Tarek Leitner le daba paso, y el pobre hombre aquel sudaba tinta china tratando de explicar lo inexplicable. Y como los nervios te dan por hablar, el angelico empezaba a decir esas cosas que, en la misma situación, se le hubieran ocurrido a cualquiera sin ser corresponsal en Guasinton. Todo nivel cuñao. O sea, eso de que « quien siembra vientos recoge tempestades » y que « esto se veía venir » y que si tal y que si cual.

En casa dudábamos entre la compasión y la risa.

Y mientras tanto, el tipo con los cuernos y la cara pintada de azul mancillando con sus patazas esos mármoles que alguna vez pisó el buenazo de Abraham Lincoln.

An eating room´s picture.

O sea: un cuadro de comedor.

OLÉ TORERO

Cuando el pobre corresponsal nuevo se enrollaba, con la voz cada vez más fina, con la voz cada vez más bajita, pidiendo por piedad que cesara aquel suplicio de tener que llenar un océano de silencio (el océano que hay entre la costa europea y la costa este americana) Tarek Leitner le cortaba :

-Pero, esto ¿Cómo ha podido pasar ? ¿Qué hace la policía?

Y el otro hacía glups y seguía sudando.

Hasta ayer, uno había tenido a Tarek Leitner por una especie de imitación en blandito del ídolo sobre los ídolos, de mi Armin Wolf. Ese espejo de periodistas, ese repreguntador incansable, ese hombre que tiene un ordenador en la cabeza y en la lengua una daga incisiva y puntiaguda. Pero ayer Tarek Leitner hizo que yo, en la intimidad de mi salón exclamara ufano :

– !Ole, torero !

EN CLAVE LOCAL

Ese hombre improvisando lo que el corresponsal tendría que haber dicho (aunque yo, « personalmenete » pienso que el corresponsal, pobretico, poco podía haber añadido a lo que estaba echando la CNN, que eran imagenes que valían más que mil palabras).

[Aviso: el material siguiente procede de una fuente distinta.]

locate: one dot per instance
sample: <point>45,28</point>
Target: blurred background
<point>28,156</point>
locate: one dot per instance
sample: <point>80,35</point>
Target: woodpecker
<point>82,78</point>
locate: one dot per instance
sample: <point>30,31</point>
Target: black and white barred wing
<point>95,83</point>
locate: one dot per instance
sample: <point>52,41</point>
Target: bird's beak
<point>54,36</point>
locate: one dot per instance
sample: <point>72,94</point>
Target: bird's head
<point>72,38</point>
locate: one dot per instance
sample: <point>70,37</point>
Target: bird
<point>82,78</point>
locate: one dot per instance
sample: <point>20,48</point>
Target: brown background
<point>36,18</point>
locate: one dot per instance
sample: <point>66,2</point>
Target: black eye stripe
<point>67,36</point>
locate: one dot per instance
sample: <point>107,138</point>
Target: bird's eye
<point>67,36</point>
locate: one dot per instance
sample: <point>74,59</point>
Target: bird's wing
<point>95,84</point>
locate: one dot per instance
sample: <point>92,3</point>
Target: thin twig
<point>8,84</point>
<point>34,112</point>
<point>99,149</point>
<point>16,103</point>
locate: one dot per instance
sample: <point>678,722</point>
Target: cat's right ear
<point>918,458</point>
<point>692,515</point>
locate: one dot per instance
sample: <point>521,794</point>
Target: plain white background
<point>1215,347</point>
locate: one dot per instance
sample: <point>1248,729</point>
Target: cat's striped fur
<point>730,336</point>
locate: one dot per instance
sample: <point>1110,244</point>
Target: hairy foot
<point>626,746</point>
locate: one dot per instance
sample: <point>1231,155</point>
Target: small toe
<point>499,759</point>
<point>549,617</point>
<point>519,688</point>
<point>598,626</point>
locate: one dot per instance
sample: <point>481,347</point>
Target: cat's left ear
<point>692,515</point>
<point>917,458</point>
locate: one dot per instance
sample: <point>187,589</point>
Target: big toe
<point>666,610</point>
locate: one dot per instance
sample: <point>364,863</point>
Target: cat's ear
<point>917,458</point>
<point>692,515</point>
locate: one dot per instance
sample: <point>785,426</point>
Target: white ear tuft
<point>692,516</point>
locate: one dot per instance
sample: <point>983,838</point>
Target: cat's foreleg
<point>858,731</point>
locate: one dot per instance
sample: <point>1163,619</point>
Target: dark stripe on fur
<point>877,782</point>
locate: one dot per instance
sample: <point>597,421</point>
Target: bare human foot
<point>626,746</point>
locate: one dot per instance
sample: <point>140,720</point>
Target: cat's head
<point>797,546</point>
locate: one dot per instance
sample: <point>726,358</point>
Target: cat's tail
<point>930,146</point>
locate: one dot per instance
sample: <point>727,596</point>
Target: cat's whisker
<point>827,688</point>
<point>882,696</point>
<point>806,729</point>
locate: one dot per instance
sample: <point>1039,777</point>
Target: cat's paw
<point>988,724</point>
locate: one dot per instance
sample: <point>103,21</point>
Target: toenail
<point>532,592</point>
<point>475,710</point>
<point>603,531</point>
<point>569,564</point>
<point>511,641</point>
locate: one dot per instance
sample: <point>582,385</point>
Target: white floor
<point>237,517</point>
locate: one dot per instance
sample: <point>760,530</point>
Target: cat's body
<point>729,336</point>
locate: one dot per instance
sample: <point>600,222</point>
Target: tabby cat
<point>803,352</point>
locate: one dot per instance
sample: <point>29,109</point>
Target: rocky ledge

En cualquier caso, aparte de la transformación de los cuñados que explicaba más arriba, también se ha notado cómo el ser humano (y más el ser humano político) siempre tiende a hacer suya la noticia, en general deformándola y metiéndola con calzador en la política nacional.

En Cuñados Sin Fronteras, al lado de la ventanilla para expertos en política estadounidense eméritos, han abierto una ventanilla con un cartel : « comparanding que es gerundio ». Cuántos, pero cuántos han hecho hoy su agosto « en redes sociales » utilizando la excusa de los energúmenos americanos para poner a caldo a gente que estaba tranquilamente en su casa, generalmente aún con la boca hecha un hangar para moscas.

Austria no ha sido una excepción. Las sucursales de la IA (Internacional Cuñadista) en Austria han recordado incluso la reacción (multitudinaria) de repulsa que se produjo durante la investidura del primer Gobierno del FPÖ (entonces bajo Haider) y el Partido Popular austriaco (entonces bajo el canciller Schüssel). Incluso, algunos descerebrados han compartido en las redes sociales fantasías animadas de ayer (sobre todo de ayer) y hoy, en las cuales “el pueblo” asaltaba el Parlamento austriaco y tal y tal.

Un abogado ha recordado, también en las redes, que lo de ayer en Guasinton, en Austria cuesta entre uno y diez años de cárcel.